Israelis Feel Close Despite Distancing

YERUSHALAYIM -
Israeli President Reuven Rivlin (right) and Foreign Minister Yisrael Katz raise their goblets to the diplomatic corps via teleconference ahead of Independence Day, Sunday. (Mark Neyman/GPO)

A sense of belonging among Israelis has risen this year amid the social distancing and disruptions caused by the coronavirus pandemic, according to a survey released on Sunday.

The Israel Democracy Institute said that 92.5 percent of Jewish Israelis and 77 percent of Arab Israelis say they feel “a part of Israel and share in its problems…very much” or “quite a lot.”

That’s more a feeling of closeness than registered between 2014 and 2019 when the rate was between 83 percent and 87 percent. The rate among Arab Israelis then was only between 35 percent and 62 percent.

A more striking increase took place among chareidi Israelis – from 68.5 percent in 2019 to 93.5 percent today, the pollsters said.

President Reuven Rivlin and Foreign Minister Yisrael Katz tried to cultivate a similar closeness for the diplomatic and consular corps in Israel, this year via videoconference.

“This year, we celebrate seventy-two years of the independence of the State of Israel in very different times.
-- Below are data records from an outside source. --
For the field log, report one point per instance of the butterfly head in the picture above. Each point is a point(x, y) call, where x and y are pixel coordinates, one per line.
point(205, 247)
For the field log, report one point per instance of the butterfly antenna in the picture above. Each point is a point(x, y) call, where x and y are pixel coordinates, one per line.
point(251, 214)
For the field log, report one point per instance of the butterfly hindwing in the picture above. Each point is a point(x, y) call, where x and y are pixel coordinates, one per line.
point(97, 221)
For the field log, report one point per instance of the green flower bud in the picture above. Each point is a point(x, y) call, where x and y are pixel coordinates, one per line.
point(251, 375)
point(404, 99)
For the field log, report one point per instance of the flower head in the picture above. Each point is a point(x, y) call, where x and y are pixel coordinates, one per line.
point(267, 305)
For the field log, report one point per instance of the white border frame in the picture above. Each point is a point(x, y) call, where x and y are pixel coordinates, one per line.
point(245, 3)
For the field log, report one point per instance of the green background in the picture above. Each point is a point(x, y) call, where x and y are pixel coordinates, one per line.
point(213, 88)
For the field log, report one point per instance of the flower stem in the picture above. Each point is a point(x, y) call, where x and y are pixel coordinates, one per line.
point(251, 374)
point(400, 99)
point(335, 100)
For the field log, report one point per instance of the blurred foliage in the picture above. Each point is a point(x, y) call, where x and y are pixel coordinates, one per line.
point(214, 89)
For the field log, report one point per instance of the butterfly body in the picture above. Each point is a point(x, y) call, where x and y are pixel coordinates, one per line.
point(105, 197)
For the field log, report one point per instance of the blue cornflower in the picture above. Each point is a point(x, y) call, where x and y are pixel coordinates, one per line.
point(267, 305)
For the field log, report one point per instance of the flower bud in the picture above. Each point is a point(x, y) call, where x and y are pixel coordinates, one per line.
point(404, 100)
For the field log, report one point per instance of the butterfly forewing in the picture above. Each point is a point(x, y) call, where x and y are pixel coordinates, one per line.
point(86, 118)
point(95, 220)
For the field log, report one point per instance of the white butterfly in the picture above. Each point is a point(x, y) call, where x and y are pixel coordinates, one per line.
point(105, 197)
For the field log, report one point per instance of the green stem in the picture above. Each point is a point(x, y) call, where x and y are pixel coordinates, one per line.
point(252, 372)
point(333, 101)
We are all facing a global challenge, the coronavirus that makes no distinction between nations, races or religions. It has claimed many lives and many people are suffering. Our thoughts and prayers are with all those, all around the world, who have lost loved ones, and those who are ill,” President Rivlin told the diplomats attending online.

“Overcoming this global challenge demands global cooperation and unity,” he added. “Although we are apart, we have never needed each other more. It demands sharing experience and know-how.”

Katz said: “I know that being away from your homes and families at this time is not easy, but I am sure that together we will come out of this difficult period even stronger and more united than in the past. Next year in Yerushalayim.”